Dans la ville de La Haye, aux Pays-Bas, siège de la Cour pénale internationale (CPI), Lucy Diaz, coordinatrice du collectif Solecito, une coalition composée de proches de personnes disparues à Veracruz, a présenté une version publique du rapport « Hasta encontrarlos : les disparitions forcées par les forces de sécurité à Veracruz constituent des crimes contre l’humanité ». Une version confidentielle du rapport a déjà été présentée au Bureau du Procureur de la CPI.
Le rapport a été élaboré par la FIDH, avec l’une de ses organisations membres mexicaines, Litigio Estratégico en Derechos Humanos AC (Idheas) et le collectif Solecito. Il rend compte du contexte de violence, de criminalité et de corruption qui a prévalu dans l’État de Veracruz pendant le mandat de l’ancien gouverneur Javier Duarte de Ochoa (décembre 2010 - octobre 2016). Durant cette période, les autorités municipales, étatiques et fédérales ont été complices ou ont directement collaboré à la commission de disparitions forcées.
Le document de 56 pages présente principalement les résultats des enquêtes menées par les organisations signataires sur 41 cas de disparition de personnes survenus dans l’État de Veracruz. Dans au moins 22 cas, des éléments et des modèles communs impliquant la participation d’acteurs étatiques ont été trouvés. De même, le rapport documente la découverte des plus grandes tombes clandestines d’Amérique latine, aujourd’hui connues sous les noms de Colinas de Santa Fe et El Arbolillo, toutes deux situées près du port de Veracruz, où 615 corps ont été localisés entre 2016 et septembre 2022. Parmi les cas documentés dans le rapport, les corps de sept victimes ont été retrouvés dans la fosse clandestine Colinas de Santa Fe. Malgré la mise au jour de ces preuves significatives, le rapport décrit l’omission et la négligence profondes de la part des autorités de l’État en matière d’enquête et de poursuite des cas de disparition forcée.

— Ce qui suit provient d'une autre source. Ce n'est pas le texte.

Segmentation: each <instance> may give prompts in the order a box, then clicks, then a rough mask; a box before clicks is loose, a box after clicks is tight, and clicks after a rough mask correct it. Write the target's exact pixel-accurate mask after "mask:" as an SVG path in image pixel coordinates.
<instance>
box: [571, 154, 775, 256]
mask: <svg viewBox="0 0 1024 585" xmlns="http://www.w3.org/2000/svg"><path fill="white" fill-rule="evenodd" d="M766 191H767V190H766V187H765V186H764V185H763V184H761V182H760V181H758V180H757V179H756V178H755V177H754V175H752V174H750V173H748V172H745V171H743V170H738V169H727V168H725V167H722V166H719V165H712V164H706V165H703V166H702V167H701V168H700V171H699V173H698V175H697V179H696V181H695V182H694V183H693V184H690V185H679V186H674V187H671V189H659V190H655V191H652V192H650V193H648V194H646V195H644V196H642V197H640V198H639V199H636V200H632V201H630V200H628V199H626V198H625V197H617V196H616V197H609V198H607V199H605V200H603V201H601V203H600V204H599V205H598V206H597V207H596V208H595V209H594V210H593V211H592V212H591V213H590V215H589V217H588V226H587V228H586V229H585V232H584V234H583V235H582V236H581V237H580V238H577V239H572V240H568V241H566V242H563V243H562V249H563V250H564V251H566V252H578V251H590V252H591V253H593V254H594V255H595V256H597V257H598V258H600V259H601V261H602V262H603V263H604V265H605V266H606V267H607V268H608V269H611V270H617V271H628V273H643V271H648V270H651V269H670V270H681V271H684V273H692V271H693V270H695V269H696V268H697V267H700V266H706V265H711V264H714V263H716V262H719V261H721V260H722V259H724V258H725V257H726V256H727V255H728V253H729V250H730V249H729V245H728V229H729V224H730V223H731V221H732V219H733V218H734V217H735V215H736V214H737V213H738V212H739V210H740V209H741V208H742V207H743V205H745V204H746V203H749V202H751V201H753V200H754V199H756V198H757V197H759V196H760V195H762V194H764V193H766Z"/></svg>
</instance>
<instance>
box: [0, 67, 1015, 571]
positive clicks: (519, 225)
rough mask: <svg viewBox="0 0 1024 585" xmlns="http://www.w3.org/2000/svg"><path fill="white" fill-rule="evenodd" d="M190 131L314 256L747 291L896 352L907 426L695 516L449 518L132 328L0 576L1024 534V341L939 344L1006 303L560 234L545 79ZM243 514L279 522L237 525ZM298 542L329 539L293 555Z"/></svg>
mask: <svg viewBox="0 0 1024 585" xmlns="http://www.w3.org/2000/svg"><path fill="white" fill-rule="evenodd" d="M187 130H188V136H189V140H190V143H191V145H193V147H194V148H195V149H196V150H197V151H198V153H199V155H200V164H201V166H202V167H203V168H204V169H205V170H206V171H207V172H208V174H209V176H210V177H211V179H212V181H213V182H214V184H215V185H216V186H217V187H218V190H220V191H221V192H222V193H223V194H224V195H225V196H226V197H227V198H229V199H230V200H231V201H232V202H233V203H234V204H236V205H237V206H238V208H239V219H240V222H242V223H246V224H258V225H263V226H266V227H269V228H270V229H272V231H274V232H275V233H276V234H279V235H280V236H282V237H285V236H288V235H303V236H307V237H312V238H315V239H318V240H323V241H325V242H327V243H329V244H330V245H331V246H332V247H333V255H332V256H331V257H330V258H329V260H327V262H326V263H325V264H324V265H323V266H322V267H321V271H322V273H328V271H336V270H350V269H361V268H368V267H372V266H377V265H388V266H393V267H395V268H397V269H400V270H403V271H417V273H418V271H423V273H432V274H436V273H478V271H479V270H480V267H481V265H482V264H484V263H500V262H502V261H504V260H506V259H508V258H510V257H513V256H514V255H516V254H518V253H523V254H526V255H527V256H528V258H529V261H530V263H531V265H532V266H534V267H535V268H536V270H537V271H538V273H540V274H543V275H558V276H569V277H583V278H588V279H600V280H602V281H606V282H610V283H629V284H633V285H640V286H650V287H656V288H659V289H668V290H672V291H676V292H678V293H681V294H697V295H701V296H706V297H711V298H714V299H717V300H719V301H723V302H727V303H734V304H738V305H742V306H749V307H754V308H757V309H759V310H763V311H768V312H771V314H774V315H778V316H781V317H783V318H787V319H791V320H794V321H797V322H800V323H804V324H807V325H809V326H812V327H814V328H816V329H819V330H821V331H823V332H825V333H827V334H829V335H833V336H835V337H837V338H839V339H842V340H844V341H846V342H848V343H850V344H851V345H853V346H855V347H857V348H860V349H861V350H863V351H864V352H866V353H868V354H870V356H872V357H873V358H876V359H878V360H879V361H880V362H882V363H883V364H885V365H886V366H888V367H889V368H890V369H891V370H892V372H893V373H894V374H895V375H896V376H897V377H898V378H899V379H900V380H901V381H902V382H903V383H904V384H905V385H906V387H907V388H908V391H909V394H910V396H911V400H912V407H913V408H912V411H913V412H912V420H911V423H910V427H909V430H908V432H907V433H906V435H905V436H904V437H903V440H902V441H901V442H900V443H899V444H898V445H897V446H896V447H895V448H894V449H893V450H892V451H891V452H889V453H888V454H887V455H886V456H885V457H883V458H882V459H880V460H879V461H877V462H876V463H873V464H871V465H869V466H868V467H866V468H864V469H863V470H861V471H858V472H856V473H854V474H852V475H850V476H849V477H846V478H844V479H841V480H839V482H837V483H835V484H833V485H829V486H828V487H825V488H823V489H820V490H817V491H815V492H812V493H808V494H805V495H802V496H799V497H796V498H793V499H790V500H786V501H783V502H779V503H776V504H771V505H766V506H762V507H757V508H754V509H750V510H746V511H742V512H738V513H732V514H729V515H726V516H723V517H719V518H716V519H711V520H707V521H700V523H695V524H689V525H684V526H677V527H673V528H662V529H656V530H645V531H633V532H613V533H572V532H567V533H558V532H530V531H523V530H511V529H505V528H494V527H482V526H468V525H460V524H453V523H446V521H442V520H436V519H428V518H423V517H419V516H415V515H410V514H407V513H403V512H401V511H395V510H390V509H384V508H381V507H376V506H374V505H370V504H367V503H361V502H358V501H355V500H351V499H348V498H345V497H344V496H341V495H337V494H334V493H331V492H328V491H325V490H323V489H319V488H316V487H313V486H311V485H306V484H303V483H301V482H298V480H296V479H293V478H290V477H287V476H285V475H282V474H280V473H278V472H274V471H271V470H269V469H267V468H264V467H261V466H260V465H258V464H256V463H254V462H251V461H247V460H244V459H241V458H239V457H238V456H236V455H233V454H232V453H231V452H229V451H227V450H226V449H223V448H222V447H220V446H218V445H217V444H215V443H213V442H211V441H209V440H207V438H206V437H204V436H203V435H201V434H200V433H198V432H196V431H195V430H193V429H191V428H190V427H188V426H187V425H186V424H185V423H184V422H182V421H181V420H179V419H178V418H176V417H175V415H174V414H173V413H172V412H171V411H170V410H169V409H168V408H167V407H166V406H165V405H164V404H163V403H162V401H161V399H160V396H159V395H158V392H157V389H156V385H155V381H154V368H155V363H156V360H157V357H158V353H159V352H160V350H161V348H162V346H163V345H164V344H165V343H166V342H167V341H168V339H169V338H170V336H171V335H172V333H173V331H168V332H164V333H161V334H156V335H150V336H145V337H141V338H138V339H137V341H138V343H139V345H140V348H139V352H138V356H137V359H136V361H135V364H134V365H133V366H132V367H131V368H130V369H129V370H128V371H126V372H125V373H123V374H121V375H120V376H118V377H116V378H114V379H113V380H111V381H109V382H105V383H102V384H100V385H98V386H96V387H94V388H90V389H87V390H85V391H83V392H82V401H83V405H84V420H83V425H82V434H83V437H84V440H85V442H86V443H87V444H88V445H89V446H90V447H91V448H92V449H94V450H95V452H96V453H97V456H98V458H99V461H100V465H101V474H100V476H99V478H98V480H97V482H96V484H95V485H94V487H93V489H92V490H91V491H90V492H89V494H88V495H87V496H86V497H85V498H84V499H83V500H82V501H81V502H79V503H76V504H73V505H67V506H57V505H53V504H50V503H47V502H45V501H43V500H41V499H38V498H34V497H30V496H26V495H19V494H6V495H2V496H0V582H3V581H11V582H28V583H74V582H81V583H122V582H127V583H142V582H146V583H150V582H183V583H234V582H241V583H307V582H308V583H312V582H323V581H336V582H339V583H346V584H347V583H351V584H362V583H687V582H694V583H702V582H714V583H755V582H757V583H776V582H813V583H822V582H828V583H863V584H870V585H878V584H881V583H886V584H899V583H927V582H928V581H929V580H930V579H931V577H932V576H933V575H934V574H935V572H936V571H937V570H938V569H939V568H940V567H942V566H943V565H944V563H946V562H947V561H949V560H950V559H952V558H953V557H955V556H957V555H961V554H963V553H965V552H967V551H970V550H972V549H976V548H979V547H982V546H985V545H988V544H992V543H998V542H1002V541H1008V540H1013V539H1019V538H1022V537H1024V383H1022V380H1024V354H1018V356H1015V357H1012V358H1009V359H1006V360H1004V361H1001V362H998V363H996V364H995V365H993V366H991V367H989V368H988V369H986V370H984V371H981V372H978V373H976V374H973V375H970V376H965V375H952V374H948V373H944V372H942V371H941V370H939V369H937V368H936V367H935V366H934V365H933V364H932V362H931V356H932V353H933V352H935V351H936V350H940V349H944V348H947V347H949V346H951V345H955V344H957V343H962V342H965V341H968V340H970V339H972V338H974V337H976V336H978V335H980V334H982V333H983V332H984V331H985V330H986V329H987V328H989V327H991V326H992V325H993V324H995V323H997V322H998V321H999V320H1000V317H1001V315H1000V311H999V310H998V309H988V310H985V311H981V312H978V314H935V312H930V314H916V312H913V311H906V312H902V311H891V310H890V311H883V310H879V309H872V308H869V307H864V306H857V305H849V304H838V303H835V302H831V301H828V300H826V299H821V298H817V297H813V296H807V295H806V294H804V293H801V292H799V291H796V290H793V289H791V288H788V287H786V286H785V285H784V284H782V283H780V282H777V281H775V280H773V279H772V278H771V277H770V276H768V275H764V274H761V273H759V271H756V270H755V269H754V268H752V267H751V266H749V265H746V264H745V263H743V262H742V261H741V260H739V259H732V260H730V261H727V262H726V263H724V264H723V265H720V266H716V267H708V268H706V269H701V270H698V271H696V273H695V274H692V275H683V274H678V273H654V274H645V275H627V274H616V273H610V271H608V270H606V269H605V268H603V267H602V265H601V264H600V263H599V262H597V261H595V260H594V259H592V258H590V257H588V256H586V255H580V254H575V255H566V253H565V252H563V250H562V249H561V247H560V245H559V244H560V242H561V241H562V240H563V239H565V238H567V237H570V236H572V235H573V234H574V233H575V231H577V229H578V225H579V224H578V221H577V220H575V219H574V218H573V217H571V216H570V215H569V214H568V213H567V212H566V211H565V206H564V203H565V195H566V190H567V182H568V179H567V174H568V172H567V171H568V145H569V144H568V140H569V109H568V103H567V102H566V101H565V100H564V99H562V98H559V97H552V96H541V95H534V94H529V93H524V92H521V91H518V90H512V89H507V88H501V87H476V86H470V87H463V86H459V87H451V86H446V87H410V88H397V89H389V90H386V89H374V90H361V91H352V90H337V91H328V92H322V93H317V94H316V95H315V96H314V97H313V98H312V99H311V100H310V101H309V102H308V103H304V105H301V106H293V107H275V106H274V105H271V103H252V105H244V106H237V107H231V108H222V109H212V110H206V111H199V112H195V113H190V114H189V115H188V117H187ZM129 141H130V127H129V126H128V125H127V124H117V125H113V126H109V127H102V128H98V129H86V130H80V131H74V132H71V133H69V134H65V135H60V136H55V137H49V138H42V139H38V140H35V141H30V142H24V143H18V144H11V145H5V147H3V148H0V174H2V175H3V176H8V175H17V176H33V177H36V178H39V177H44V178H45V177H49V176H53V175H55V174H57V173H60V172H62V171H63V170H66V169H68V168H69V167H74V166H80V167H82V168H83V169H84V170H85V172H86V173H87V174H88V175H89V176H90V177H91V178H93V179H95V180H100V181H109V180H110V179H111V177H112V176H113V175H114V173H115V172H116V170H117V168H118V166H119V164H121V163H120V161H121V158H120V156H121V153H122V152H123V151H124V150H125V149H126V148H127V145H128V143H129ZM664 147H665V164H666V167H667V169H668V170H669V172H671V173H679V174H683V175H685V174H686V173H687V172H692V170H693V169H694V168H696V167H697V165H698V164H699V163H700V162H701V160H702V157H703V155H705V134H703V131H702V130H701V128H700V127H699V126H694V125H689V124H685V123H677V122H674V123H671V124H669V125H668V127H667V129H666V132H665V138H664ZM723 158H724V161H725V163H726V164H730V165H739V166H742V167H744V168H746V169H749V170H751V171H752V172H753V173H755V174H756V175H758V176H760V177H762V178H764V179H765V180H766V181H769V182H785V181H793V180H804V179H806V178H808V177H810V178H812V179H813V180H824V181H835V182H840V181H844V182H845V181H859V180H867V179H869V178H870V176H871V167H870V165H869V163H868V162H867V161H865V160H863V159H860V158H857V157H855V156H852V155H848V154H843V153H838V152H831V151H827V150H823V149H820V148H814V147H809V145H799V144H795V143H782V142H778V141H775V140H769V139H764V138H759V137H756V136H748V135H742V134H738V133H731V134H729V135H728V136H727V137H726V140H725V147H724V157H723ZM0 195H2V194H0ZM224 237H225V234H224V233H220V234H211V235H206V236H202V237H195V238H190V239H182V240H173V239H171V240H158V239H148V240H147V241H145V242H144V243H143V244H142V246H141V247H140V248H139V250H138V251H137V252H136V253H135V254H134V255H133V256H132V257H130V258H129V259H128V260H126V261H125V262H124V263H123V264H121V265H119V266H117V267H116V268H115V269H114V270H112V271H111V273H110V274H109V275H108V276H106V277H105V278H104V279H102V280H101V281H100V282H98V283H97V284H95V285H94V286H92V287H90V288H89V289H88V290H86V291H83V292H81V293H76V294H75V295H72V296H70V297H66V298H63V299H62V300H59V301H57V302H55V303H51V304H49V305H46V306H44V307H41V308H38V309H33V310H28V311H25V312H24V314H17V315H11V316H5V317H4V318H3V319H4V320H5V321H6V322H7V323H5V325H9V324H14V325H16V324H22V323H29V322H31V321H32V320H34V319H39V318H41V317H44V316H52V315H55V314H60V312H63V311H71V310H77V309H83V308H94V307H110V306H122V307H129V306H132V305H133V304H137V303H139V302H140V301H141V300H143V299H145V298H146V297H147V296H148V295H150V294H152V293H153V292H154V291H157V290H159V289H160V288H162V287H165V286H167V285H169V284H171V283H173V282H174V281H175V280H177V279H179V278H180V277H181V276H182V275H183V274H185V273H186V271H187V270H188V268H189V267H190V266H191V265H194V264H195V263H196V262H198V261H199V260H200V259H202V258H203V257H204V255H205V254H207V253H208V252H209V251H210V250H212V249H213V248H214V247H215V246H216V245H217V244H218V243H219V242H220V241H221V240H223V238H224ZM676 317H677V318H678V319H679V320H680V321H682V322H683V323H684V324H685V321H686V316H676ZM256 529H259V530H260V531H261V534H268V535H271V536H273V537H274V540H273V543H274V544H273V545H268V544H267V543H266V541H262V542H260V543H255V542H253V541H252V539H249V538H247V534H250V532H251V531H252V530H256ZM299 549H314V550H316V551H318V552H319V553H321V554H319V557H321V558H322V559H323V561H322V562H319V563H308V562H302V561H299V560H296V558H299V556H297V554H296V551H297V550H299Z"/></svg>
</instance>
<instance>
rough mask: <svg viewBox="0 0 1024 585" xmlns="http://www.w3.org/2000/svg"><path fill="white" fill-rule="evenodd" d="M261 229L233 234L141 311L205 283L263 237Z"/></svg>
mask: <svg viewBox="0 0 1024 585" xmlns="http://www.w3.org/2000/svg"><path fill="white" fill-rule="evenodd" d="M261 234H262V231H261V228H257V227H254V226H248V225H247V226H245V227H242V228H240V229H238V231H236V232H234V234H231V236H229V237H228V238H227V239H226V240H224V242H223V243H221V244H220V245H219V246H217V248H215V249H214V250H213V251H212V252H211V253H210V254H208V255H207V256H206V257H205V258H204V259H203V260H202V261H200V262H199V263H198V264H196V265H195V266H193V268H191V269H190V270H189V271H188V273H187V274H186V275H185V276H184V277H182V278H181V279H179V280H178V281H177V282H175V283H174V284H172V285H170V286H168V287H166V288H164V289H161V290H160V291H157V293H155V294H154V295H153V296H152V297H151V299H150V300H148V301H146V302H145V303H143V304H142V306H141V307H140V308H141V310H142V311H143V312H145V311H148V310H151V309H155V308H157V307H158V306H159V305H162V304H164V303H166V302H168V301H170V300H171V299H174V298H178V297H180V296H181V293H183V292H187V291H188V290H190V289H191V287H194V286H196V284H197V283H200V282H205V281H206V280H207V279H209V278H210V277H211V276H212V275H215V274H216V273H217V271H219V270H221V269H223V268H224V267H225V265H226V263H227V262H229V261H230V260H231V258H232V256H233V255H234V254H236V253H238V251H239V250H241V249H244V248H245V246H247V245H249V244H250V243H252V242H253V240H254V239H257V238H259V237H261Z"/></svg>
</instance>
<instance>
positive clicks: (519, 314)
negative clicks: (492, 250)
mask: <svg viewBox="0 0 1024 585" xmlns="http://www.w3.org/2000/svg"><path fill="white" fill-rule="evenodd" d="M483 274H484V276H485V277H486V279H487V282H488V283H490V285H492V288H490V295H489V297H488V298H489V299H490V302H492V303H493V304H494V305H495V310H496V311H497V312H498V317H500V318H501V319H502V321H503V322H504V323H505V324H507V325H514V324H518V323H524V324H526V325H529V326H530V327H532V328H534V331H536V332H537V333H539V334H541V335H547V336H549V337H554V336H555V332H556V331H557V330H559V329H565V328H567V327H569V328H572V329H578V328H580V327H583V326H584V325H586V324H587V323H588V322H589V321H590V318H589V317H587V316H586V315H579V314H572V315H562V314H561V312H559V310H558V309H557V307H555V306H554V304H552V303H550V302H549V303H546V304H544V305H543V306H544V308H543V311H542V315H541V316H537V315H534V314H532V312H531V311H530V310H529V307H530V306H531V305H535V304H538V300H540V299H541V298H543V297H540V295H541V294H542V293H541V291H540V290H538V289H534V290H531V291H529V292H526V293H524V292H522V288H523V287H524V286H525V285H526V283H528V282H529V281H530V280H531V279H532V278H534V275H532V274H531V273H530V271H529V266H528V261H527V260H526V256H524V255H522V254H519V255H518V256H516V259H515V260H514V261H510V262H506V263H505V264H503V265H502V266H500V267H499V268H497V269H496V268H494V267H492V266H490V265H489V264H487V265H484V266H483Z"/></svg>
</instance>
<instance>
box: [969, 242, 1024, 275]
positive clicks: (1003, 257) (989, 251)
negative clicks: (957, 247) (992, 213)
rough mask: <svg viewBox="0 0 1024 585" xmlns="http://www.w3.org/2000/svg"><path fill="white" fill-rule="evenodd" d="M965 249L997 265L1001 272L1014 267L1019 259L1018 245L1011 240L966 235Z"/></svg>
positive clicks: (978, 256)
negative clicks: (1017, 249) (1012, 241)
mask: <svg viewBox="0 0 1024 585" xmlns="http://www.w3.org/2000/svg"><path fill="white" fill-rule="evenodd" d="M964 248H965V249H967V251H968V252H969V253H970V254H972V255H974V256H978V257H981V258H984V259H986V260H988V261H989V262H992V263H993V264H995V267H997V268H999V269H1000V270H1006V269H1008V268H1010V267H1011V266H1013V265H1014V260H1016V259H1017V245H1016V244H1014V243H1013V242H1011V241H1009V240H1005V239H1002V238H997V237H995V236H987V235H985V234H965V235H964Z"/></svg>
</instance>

« À Veracruz, la complicité entre les autorités et le crime organisé, en plus de l’impunité absolue qui règne au Mexique, a entraîné la perte de milliers de vies, notamment de jeunes. Notre État s’est transformé en un immense cimetière clandestin, où personne n’est responsable de tous ces décès. »
Analysant les preuves trouvées, le rapport établit que nombre de ces actes commis sous l’administration de l’ancien gouverneur Duarte de Ochoa constituent des crimes contre l’humanité, et demande au Bureau du Procureur de la CPI d’ouvrir un examen préliminaire.
« L’analyse contextuelle des cas, ainsi que les preuves recueillies au cours des enquêtes, nous permettent d’affirmer que pendant la période couverte par le rapport, il y a eu un usage systématique de la violence par les agent·es de l’État contre un secteur spécifique de la population de l’État de Veracruz. »
En particulier, ces attaques ont été perpétrées contre des personnes vivant dans des zones économiquement marginalisées qui, en raison de leur situation de vulnérabilité, étaient la cible de groupes criminels organisés. Ces institutions ont mené des opérations qui ont entraîné de graves violations des droits humains qui restent à ce jour impunies, en raison de la collaboration et de la complicité de l’ensemble de l’appareil gouvernemental.
« Ce rapport est une nouvelle preuve de l’existence de crimes contre l’humanité au Mexique, commis par le crime organisé, les autorités étatiques ou les deux agissant de concert. Il est scandaleux qu’à Veracruz les disparitions forcées continuent d’avoir lieu. »
Le niveau d’impunité est encore très élevé à Veracruz, malgré la découverte dans cet État des deux plus grandes fosses communes d’Amérique latine. Aujourd’hui, nous demandons aux autorités fédérales mexicaines de reconnaître l’existence de crimes contre l’humanité et d’enquêter sur ces crimes, et nous exhortons la Cour pénale internationale à ouvrir un examen préliminaire.